El señor Burke parece haber aportado a su obra la
fantasía mágica de la isla verde donde nació. Su alma debió haberse impregnado
de los relatos del folklore. En lo que hizo hay como un lejano relente de las
Mil y una noches. Semejante al califa que se paseaba por los jardines nocturnos
de Bagdad, deseó misteriosas aventuras, en su curiosidad por los relatos
desconocidos y los forasteros. semejante al alto esclavo negro armado de una
pesada cimatarra, no encontró conclusión más digna para su voluptuosidad que la
muerte de los demás. Pero su originalidad anglosajona consistió en haber
logrado sacar el mayor provecho de su errabunda imaginación de celta. ¿Qué
hacía el esclavo negro, decidme, una vez alcanzado su gozo artístico, de
aquellos a los que había cortado la cabeza? Con una barbarie típicamente árabe,
los descuartizaba pata conservarlos, salados, en un sótano.
¿Cuál era su beneficio? Ninguno. El señor Burke era
infinitamente superior.
De alguna manera, el señor Hare le sirvió de Dinarzada.

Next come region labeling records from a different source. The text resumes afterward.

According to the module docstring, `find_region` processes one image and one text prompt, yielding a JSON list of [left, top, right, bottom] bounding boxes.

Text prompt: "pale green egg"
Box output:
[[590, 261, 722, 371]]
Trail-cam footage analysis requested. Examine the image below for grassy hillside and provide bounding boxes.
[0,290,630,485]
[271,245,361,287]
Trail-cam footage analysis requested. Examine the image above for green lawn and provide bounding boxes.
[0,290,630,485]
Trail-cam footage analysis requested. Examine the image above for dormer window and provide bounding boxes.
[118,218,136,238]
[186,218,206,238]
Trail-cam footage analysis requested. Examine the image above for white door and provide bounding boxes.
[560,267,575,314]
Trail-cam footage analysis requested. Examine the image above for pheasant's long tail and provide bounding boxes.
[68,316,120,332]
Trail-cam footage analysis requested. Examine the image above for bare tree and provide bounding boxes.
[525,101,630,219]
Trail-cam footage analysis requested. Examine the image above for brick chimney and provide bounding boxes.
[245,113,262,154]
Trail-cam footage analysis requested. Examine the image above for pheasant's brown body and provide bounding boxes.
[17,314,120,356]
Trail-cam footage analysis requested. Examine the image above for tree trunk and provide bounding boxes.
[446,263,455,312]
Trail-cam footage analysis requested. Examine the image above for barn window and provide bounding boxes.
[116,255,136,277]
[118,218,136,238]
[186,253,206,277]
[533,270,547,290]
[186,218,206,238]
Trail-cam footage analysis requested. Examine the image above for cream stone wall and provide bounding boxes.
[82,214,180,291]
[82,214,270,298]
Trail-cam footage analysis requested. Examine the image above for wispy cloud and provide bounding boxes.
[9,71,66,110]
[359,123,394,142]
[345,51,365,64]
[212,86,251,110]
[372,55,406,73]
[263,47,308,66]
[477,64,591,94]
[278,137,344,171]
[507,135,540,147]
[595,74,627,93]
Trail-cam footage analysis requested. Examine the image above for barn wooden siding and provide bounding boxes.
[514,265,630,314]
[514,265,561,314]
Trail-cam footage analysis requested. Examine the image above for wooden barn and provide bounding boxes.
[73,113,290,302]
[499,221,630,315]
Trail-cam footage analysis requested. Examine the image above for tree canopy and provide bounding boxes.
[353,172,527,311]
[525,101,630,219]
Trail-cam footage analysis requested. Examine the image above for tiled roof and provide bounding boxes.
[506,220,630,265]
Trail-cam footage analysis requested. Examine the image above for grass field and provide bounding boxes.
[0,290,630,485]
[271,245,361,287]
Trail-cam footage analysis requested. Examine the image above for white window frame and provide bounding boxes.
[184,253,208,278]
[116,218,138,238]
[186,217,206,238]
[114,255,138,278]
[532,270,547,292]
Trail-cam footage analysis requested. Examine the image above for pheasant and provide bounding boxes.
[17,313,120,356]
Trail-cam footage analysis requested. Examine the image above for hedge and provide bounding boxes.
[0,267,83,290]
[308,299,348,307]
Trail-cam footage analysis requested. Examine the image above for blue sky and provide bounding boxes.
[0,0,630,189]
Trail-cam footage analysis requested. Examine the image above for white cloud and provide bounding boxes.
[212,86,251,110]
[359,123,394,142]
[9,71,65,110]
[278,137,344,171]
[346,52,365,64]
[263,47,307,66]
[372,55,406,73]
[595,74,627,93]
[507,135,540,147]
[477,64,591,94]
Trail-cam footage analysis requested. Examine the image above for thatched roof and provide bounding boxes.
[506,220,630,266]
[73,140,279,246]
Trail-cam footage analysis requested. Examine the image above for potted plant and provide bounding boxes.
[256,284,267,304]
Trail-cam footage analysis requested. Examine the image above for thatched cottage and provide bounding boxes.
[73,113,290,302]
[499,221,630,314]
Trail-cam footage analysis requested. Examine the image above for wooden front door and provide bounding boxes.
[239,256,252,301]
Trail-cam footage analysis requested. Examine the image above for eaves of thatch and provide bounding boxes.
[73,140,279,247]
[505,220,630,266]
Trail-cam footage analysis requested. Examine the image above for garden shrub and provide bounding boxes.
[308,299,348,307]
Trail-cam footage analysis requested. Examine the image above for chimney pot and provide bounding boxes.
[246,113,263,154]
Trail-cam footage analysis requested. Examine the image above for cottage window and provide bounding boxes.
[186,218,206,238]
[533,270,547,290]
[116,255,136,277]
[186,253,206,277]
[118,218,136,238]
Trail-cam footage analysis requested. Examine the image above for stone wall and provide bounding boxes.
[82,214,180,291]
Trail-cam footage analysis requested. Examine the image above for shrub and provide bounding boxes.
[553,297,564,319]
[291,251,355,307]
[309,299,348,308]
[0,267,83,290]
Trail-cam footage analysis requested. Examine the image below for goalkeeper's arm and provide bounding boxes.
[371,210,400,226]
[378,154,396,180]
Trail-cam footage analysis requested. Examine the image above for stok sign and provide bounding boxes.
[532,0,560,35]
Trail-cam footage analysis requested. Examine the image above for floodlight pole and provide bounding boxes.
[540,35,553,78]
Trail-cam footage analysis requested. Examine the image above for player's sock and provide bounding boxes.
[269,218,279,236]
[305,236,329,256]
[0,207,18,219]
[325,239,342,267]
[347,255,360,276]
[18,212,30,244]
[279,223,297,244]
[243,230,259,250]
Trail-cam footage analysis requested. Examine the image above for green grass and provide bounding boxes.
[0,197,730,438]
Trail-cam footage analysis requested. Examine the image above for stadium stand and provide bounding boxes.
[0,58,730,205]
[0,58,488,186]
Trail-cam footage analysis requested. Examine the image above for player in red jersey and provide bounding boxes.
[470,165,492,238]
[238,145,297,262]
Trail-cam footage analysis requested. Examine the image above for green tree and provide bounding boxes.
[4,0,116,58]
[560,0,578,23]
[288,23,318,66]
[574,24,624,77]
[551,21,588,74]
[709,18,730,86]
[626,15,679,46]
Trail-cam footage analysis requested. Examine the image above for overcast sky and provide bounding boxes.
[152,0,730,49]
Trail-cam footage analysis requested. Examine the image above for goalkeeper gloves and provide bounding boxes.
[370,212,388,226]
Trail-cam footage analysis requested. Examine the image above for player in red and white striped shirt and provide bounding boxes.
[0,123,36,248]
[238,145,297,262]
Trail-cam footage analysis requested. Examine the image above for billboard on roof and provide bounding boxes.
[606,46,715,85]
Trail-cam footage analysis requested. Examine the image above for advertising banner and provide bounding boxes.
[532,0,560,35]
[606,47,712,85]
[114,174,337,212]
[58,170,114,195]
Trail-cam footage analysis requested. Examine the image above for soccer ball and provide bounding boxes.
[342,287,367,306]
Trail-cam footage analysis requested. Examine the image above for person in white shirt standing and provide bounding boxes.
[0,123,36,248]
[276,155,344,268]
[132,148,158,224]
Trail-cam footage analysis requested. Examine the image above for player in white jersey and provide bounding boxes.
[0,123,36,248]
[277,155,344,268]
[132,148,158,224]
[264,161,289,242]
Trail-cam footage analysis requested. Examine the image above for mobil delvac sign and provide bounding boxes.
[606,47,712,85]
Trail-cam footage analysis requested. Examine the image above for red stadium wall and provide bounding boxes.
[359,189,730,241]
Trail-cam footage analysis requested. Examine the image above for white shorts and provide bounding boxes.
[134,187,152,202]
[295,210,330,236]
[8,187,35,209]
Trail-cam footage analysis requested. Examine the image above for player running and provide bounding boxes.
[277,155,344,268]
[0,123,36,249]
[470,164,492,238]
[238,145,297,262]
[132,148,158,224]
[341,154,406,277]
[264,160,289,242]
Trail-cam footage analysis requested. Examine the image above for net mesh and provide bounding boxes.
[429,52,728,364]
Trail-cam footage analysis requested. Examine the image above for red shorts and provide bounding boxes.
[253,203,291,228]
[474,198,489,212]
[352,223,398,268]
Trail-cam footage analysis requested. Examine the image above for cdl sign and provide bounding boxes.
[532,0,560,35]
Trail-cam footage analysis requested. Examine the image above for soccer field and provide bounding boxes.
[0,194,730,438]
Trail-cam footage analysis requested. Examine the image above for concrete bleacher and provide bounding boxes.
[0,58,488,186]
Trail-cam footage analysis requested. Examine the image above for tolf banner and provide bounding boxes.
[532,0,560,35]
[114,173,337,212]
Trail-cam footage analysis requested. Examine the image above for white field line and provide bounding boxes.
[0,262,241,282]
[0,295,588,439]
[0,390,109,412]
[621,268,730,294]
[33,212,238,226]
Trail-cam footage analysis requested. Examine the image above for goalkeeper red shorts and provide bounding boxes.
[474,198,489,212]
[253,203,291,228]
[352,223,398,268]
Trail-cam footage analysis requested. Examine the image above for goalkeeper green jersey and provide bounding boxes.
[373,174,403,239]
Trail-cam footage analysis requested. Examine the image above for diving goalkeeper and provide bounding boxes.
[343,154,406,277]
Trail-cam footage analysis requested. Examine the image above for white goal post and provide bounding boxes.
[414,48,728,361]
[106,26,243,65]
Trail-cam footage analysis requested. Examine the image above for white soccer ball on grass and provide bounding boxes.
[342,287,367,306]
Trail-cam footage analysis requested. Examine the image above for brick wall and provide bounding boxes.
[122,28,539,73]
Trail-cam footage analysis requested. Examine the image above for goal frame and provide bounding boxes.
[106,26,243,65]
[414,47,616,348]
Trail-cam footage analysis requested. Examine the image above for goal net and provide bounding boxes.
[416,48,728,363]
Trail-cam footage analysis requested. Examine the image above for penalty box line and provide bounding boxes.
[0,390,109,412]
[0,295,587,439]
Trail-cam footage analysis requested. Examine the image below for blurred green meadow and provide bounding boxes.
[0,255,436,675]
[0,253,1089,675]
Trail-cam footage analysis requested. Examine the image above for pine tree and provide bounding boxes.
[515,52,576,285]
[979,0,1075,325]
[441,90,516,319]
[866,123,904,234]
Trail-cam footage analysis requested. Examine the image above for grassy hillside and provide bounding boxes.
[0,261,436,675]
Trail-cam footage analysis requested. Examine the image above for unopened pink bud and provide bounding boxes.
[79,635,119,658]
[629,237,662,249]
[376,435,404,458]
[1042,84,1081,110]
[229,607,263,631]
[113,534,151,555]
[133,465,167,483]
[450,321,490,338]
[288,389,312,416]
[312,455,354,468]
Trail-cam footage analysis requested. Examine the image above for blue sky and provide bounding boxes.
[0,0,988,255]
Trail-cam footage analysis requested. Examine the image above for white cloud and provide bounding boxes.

Al parecer, el poder de invención del señor Burke recibía un estímulo especial
con la presencia de su amigo. La ilusión de sus sueños les permitió servirse de
un desván para alojar sus pomposas visiones. El señor Hare vivía en un
cuartito, en el sexto piso de una casa alta y muy poblada de Edimburgo. Un
sofá, un gran arcón y algunos utensilios de tocador sin duda componían casi
todo su mobiliario. Sobre una mesita, había una botella de whisky con tres
vasos. Por lo general, el señor Burke no recibía más de una persona al mismo
tiempo al la vez; jamás la misma. Acostumbraba, al caer la noche, a invitar a
un transeúnte desconocido. Paseaba por las calles para examinar los rostros que
le inspiraban curiosidad. A veces elegía al azar. Se dirigía al extraño con
toda la cortesía que podría haber mostrado Harún-al-Raschid. El extraño subía
los seis pisos hasta llegar al desván del señor Hare. Le cedían el sofá y le
ofrecían whisky escocés. El señor Burke le hacía preguntas sobre los hechos más
sorprendentes de su existencia. El señor Burke era un oyente insaciable. El
señor Hare siempre interrumpía el relato antes que despuntara el día. La forma
de interrumpir del señor Hare era invariablemente la misma y era muy
imperativa. Para interrumpir el relato, el señor Hare acostumbraba a pasar
detrás del sofá y aplicaba sus manos sobre la boca del relator. En el mismo
instante, el señor Burke se sentaba sobre el pecho de éste. Ambos, en esa
posición, soñaban inmóviles con el final de la historia que jamás oían. De esta
manera, los señores Burke y Hare terminaron muchas historias que el mundo no
conocerá.
Cuando el cuento se interrumpía. definitivamente, junto
con la respiración del narrador; los señores Burke y Hare exploraban el
misterio. Desvestían al desconocido, admiraban sus joyas, contaban su dinero,
leían sus cartas. Algunas correspondencias no carecían de interés. Luego ponían
a enfriar el cuerpo en el gran arcón del señor Hare. y aquí el señor Burke
mostraba la fuerza práctica de su ingenio.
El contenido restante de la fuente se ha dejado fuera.